Dr. Dobb's Journal July 2006
Paul Sepe
Employer: Self-employed
Job: Database developer
DDJ: What exactly do you do when you say you develop databases?
PS: I write the core database software for customers who have a need for high-performance, large database engines. Most of my customers so far have been in the pharmaceutical industry.
DDJ: What do you find satisfying or rewarding about your job?
PS: The fact that I've usually been presented with a blank slate and just some requirements. I've started the code from scratch and seen it through to completion, and that's very satisfying. Also, the freedom that it affords me. I like to travel aroundI drive around North America a couple times a year [in a VW with 900,000 miles on it], exploring restaurantsand it lets me travel and still keep working wherever I am.
DDJ: What's the most challenging aspect of your job?
PS: Probably the biggest [challenge] is getting the software in the door in the first place. It's hard to explain how one guy writing software on his own can, in many cases, beat a more generalized solution from a big company.
DDJ: What emerging trends excite you?
PS: In the late 1980s, I was working with databases of a few dozen megabytes. Less than a decade later, the pharmaceutical databases my software managed were in the gigabytes. Now, I'm seeing datasets in the terabytes. But, while we're very good at producing and storing vast quantities of data, especially numbers, it is in some ways getting harder to retrieve it. Data warehouses have become data tombs.
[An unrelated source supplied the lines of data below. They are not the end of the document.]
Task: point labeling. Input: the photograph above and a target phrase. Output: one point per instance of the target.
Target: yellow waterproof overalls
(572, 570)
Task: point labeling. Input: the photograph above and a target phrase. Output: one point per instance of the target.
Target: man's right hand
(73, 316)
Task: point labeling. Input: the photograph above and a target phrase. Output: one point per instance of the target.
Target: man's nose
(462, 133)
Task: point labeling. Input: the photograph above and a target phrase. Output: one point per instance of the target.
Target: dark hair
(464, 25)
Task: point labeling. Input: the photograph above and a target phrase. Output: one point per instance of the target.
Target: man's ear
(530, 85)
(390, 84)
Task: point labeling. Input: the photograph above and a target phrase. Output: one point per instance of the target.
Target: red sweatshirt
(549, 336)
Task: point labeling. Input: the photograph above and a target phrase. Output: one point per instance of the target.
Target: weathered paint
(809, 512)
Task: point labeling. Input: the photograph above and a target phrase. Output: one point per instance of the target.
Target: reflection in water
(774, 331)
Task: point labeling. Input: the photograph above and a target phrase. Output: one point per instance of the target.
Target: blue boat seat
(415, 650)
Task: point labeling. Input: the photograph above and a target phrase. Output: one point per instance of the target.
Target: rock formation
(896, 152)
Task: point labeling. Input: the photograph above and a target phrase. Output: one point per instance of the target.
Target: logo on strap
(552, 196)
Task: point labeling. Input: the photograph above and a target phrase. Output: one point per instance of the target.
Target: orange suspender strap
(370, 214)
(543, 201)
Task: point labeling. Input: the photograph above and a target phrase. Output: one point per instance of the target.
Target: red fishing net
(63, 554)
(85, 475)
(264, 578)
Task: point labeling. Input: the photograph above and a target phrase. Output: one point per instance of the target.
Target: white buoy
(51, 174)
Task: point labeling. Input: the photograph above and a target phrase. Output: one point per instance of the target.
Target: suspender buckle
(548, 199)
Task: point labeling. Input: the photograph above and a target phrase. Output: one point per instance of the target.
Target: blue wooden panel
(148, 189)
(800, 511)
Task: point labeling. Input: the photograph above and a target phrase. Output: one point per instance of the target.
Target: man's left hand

I'm looking forward to developing tools that will resurrect buried data.
Bryan McCormick
Employer: YouService
Job: J2EE programmer
DDJ: You're responsible for server-side programming at a small start-up company. What do you like about that job?
BM: It's very flexible. It's a small company. I was the first employee here. So I really get to build the company and the product up from the ground.
DDJ: What do you find challenging about your position?
BM: Like most start-ups, I have to do everything, from racking servers to setting up all the code and really designing the code from the start. It's challenging, in that you've got an open field to work with and you've got to create something that works.
DDJ: What have you found that makes your job easier?
BM: Definitely having the Web as a resource, and having open-source code out there. Just having a lot of other developers out there that you can ask questions of and just talk to and [bounce] ideas off of.
DDJ: So a support community, in other words.
BM: Yeah, and that's where I think Java really excels. [You've] got other people out there. A lot of this stuff is being done by others, and you really get a lot of help. If you bump into a problem, you can throw a question out there and there'll be dozens of people who have an answer for you.
Scott Westfall
Employer: SlickEdit Inc.
Job: Director of Software Development
DDJ: What do you do as Director of Software Development?
SW: I wear two hats: I'm the project manager, which means overseeing schedules, assigning work to team members, things like that; and I'm also the product manager, which is more about the actual products that we create, what features they contain, prioritizing defects, and planning the mix of features that will be in each release.
DDJ: What's particularly challenging about your job?
SW: It's the same thing I find challenging everywhere. Milestones are by far the most challenging thing. Programming would be great if we could just code for coding's sake, but the business of software development is about delivering a specified functionality by a planned release date. So I build schedules based on estimates and try to keep the work on track, but schedules are very often incomplete, and things go wrong, so hitting milestones is by far the biggest challenge.
DDJ: What have you found makes your job easier?
SW: My team. We've got very much a shared vision about what programming should be like and the kinds of things that editors should do for you. This group needs less management than any group of employees that I've ever worked with. I like to think I make a big contribution, but this team would be building great software even if I wasn't here.